Photo of cell being manipulated in glove box

A researcher tests the function of the solar cells inside the glove box. [Credit: City University of Hong Kong]

Perovskite photovoltaics have come a long way in the last 10 years, with efficiencies now surpassing 25%, and is widely known as a rising star in the solar industry. A cheap starting material and low-cost manufacturing techniques have led to predictions that the technology may be the future of commercial solar panels.

But before dethroning crystalline silicon, the material that currently dominates worldwide markets, perovskite has a number of major hurdles it must overcome. In a new study, scientists from Hong Kong and the U.S. address two of these hurdles—operational stability and leakage of lead into the environment—by applying a 2D metal–organic framework to perovskite solar cells (Nat. Nanotechnol., doi: 10.1038/s41565-020-0765-7).

Challenges to commercialization

Perovskite solar cells achieved a power conversion efficiency of 25.2% in late 2019, which approaches the top values seen in single-crystalline devices. But the area where perovskite photovoltaics severely lag behind their commercial counterparts is long-term stability. Environmental stresses like humidity, oxygen and even sunlight cause degradation of the perovskite layer, reducing the device’s lifetime to mere months instead of years.

Another concern revolves around the environmental and health hazards of lead-containing perovskites. Lead-based compounds in perovskites have a high solubility in rainwater, which makes leakage a serious issue and also harms the technology’s commercial prospects.

As an approach to addressing these problems, some research groups have investigated metal–organic frameworks (MOFs). As the name implies, this class of materials consists of rigid metal ions connected by flexible organic linkers, forming a cagelike structure. A number of research groups have looked at the potential for these materials in niche photonic applications (see “2D MOFs: A New Platform for Optics,” OPN, October 2020).

Recently, researchers have explored the use of unfunctionalized 3D MOFs in perovskite photovoltaics to enhance their performance and stability. But success has been hindered by the fact that most of these materials are insulating with low carrier mobilities and far from ideal as charge-transporting layers.

Solving the stability issue

Alex Jen Kwan-yue at the City University of Hong Kong and his colleagues decided to go in a different direction by fabricating a 2D conjugated MOF functionalized with numerous thiol groups. Tests revealed the MOF’s higher electron mobility aligns with the properties of an n-type semiconductor. They created a perovskite solar cell with the material as an electron-extraction layer sandwiched between perovskite and cathode layers.

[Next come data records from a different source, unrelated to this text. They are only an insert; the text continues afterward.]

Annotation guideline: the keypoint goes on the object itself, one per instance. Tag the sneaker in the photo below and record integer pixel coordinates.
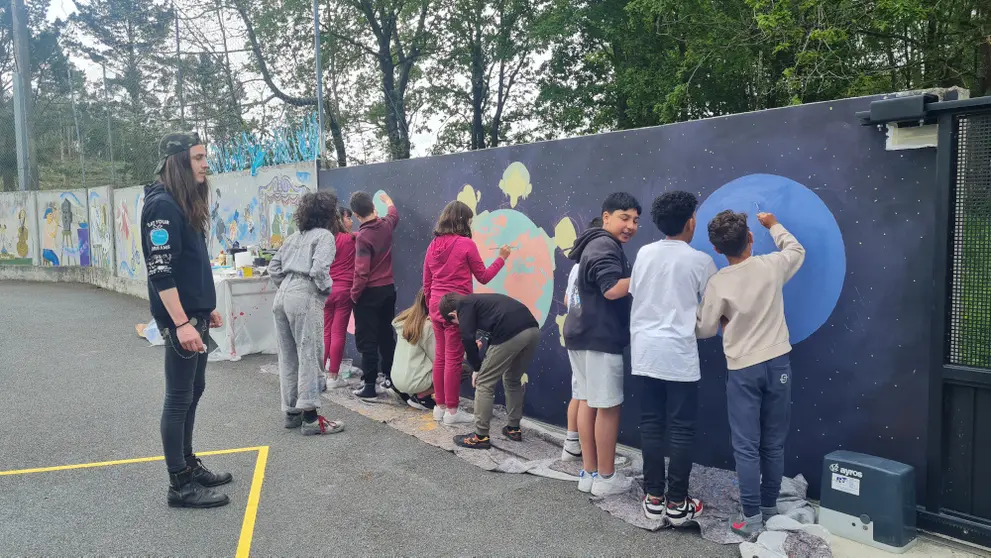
(321, 426)
(747, 527)
(338, 383)
(513, 433)
(294, 420)
(367, 391)
(422, 403)
(458, 417)
(473, 441)
(616, 484)
(679, 514)
(585, 481)
(653, 507)
(572, 451)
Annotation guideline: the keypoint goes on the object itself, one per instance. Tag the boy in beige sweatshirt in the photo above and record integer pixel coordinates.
(746, 299)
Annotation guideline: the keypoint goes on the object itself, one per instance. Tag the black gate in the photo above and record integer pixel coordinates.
(958, 476)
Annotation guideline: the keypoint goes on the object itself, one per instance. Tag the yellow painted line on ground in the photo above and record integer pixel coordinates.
(254, 495)
(117, 462)
(248, 527)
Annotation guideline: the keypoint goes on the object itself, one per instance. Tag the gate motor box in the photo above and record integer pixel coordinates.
(869, 500)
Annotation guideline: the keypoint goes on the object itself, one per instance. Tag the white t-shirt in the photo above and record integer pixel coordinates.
(669, 279)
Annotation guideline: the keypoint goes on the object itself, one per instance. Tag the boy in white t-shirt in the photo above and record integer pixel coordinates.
(572, 446)
(668, 281)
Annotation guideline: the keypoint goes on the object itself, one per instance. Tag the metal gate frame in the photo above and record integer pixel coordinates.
(927, 109)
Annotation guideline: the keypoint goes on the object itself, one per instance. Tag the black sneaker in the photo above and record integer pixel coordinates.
(422, 403)
(367, 391)
(473, 441)
(681, 513)
(654, 507)
(513, 433)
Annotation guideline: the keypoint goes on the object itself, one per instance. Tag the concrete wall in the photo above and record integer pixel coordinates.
(864, 214)
(94, 235)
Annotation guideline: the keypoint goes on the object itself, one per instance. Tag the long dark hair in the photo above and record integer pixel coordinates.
(413, 319)
(193, 198)
(455, 219)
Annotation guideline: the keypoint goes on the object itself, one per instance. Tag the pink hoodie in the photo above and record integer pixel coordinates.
(451, 262)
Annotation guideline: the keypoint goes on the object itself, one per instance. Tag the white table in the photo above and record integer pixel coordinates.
(246, 308)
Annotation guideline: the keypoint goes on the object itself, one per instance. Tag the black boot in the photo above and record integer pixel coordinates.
(184, 492)
(204, 476)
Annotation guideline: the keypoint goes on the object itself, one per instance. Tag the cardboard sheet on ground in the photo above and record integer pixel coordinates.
(540, 452)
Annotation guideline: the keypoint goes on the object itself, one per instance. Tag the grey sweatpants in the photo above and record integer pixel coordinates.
(508, 361)
(298, 310)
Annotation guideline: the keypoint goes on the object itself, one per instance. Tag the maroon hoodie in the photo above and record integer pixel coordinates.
(373, 253)
(451, 262)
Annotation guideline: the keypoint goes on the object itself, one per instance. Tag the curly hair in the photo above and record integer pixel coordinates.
(671, 211)
(316, 211)
(728, 233)
(455, 219)
(362, 204)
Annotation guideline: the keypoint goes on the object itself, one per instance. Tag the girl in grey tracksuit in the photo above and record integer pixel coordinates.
(301, 271)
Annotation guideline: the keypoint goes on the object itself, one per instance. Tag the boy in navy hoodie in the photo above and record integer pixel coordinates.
(596, 332)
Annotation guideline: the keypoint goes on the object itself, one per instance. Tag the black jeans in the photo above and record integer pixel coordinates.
(668, 408)
(373, 332)
(185, 379)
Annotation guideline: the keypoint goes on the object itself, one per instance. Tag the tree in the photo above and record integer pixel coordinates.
(131, 36)
(487, 57)
(393, 33)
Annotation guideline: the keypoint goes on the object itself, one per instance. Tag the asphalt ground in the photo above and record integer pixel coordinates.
(80, 387)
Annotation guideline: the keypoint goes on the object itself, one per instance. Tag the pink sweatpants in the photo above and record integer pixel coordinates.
(336, 315)
(448, 356)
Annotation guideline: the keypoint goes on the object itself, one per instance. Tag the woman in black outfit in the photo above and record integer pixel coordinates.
(174, 224)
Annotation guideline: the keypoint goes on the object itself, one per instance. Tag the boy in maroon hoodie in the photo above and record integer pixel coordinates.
(373, 290)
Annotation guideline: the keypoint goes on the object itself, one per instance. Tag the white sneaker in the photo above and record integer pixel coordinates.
(458, 417)
(572, 451)
(585, 481)
(338, 383)
(616, 484)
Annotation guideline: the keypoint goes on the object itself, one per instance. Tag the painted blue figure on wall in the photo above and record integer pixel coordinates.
(812, 294)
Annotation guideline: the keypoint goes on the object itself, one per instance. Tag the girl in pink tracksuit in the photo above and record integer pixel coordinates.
(337, 310)
(452, 259)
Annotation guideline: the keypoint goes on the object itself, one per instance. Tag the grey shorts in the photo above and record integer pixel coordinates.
(597, 378)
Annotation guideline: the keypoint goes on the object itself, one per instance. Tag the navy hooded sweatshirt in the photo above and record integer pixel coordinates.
(595, 323)
(175, 256)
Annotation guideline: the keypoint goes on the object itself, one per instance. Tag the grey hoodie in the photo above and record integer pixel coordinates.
(305, 256)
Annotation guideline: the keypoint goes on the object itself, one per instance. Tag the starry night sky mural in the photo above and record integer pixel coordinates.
(860, 371)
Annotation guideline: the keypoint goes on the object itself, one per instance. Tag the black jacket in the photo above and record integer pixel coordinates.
(595, 323)
(175, 256)
(493, 319)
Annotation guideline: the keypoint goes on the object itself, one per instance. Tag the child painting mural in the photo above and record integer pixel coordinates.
(747, 300)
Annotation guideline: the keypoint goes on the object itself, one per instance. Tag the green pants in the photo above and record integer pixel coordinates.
(508, 361)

The resulting device had a peak efficiency of 22.02%, which is among the highest values reported for this type of inverted planar solar cell. It was able to maintain 90% of its initial efficiency after 1,100 hours in a humid air and nitrogen atmosphere. In comparison, the efficiency of a solar cell without the incorporation of a 2D MOF dropped to less than 50% of its original value in the same timeframe.

"This is a very significant result which proved our MOF method is technically feasible and has the potential in commercializing the [perovskite solar cell] technology," said Jen in a press release accompanying the research.

Trapping lead

Jen and his colleagues also found that MOF used as the outer layer of the solar cell captured over 80% of the leaked lead ions from the degraded perovskite, turning them into water-insoluble solids. While other methods of dealing with lead leakage involve physical encapsulation of the device itself, the researchers argue that this type of chemical adsorption of lead is more effective and sustainable.

"We are the first team to fabricate [perovskite solar cell] devices with minimized lead leakage, good long-term stability, and high power conversion efficiency simultaneously," said Jen.